Dwindling fish catches worry experts


By Zephania Ubwani @ubwanizg3

Arusha. Fish stocks in Lake Victoria may not meet the demand of the growing population due to a drastic decline in catches, according to experts.

While the overall fish biomass in the shared water body decreased from 1.3 million tonnes recorded in 1999 to 0.8 million tonnes in 2010/11, tilapia catches have plunged manifolds in recent years.

Catches of tilapia, the most consumed freshwater fish, declined sharply to only 20,000 tonnes in 2015 from 60,000 tonnes in the previous year.

The decline has been attributed to over-fishing, illegal fishing in shallow breeding and nursery areas and rising demand of the delicacy in both national and regional markets. Besides, tilapia, scientifically known as Oreochromis niloticus, other commercially important species from the lake are Nile Perch and the endemic Rastrineobola argentea, commonly known as sardines. “As a result of failure to manage fishing, the fishery has declined and some export processing factories closed,” said a report by the Lake Victoria Fisheries Organisation (LVFO).

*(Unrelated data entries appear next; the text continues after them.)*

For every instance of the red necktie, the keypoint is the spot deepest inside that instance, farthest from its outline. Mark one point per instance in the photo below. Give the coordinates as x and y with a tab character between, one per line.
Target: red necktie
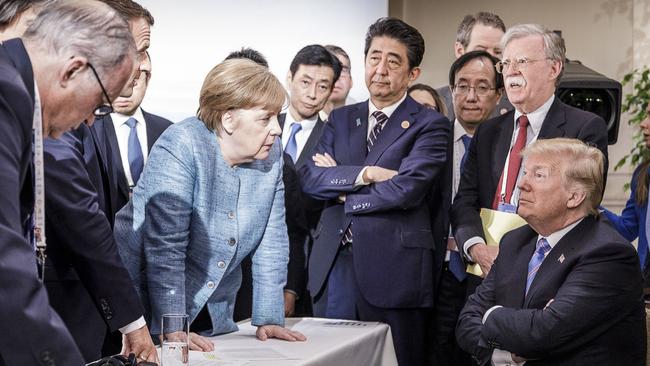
514	163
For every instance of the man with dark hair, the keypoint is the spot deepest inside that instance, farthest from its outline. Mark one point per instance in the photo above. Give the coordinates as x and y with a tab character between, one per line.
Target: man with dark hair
476	88
250	54
478	32
375	165
533	60
44	91
339	96
17	15
91	290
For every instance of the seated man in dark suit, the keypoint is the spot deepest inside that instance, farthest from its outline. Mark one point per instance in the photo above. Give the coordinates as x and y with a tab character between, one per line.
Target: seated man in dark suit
566	288
48	85
532	64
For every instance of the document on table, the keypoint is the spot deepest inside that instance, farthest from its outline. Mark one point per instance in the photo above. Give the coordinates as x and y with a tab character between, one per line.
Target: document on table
495	225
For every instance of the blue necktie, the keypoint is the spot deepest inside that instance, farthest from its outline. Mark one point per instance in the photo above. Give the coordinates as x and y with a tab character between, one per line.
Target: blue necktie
456	265
543	247
136	159
292	146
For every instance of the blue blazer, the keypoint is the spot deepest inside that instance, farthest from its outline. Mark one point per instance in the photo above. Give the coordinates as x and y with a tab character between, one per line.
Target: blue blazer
191	221
631	223
393	241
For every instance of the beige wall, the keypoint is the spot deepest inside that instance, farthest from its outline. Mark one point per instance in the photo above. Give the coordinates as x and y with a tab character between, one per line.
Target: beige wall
609	36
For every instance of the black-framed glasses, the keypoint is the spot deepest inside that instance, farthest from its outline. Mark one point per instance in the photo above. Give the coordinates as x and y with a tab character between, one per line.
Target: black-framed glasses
520	63
480	90
102	109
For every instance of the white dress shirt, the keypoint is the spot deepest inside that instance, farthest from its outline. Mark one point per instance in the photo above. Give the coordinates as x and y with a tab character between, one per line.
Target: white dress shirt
301	136
122	131
535	121
502	357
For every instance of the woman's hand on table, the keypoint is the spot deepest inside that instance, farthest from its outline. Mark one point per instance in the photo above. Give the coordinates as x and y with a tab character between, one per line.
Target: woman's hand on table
275	331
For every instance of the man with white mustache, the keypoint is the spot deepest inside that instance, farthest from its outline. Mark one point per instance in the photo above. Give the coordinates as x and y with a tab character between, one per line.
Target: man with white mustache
532	64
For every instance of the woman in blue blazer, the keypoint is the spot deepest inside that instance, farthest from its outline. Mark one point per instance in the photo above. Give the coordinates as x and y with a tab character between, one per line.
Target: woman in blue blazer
210	194
632	221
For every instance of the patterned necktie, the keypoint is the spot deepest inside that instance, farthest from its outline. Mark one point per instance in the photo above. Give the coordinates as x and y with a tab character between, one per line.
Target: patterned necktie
381	119
466	140
292	146
543	247
514	163
136	159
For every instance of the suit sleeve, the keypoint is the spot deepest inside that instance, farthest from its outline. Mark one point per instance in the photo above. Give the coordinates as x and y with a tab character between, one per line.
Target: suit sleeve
83	236
270	261
32	331
470	320
418	170
328	183
608	278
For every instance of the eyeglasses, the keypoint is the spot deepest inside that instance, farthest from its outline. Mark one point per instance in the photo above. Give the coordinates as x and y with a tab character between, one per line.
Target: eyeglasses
480	90
520	63
103	109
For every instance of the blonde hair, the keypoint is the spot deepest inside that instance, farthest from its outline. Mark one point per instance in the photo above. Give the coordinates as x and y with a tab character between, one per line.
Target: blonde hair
582	166
238	84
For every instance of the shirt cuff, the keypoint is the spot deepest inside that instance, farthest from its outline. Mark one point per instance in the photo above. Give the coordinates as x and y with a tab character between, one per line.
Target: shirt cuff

The findings were discussed in Arusha this week during a stakeholders’ meeting convened by the East African Community (EAC) and the European Union (EU) to launch a 10 million Euro aquaculture project. It said although Nile Perch, an exotic species introduced in the 1950s, formed the basis of the export trade to international markets, 95 per cent of the catch is below the legal minimum size.

In the early 1990s, 500,000 tonnes of Nile Perch were landed annually from Lake Victoria, but this declined significantly in later years. The fisheries sector in the EAC region, including marine fisheries in Tanzania and Kenya, contributes an estimated four per cent of the regional Gross Domestic Product (GDP). It provides employment to over five million people with a total annual catch of 878,000 tonnes of fish, plus an estimated 70,000 tonnes delivered from aquaculture.

The current per capita fish consumption in the region is estimated at seven kilogrammes per year, which is less than the 8.5 kg for Africa and 20kg for the world.

It is estimated that by 2030, population growth alone could absorb at least 623,000 tonnes of additional production at current rates of consumption.

While an estimated 60 per cent of fish production in the region is from the Lake Victoria basin, at one time fish was the second most important Ugandan export commodity after coffee. Nonetheless, experts are worried that fish reproduction may not meet the demand of ever increasing number of consumers in the near future due to ecological constraints. These include deteriorating water quality due to pollution, increased sedimentation, declining water levels and invasive fish and vegetation species, notably water hyacinth for the latter.

“In addition, Lake Victoria is characterised by high annual variability of rainfall and lake inflows,” the report said, adding that the situation could be compounded by climate change impacts.

LVFO executive director Godfrey Manor said there are growing concerns on the declining catches and biomass of fish, particularly the Nile Perch and Tilapia.

“The EAC states are now making efforts to put in place mechanisms to increase fish production through aquaculture,” he told reporters on the sidelines of the meeting.

EAC secretary general Liberat Mfumukeko called for collective efforts to address the crisis.

Mr Mfumukeko said despite efforts by the riparian countries around Lake Victoria - Tanzania, Uganda and Kenya - measures to sustainably manage fisheries remain a challenge due to the drastic decline of the Nile Perch and Tilapia.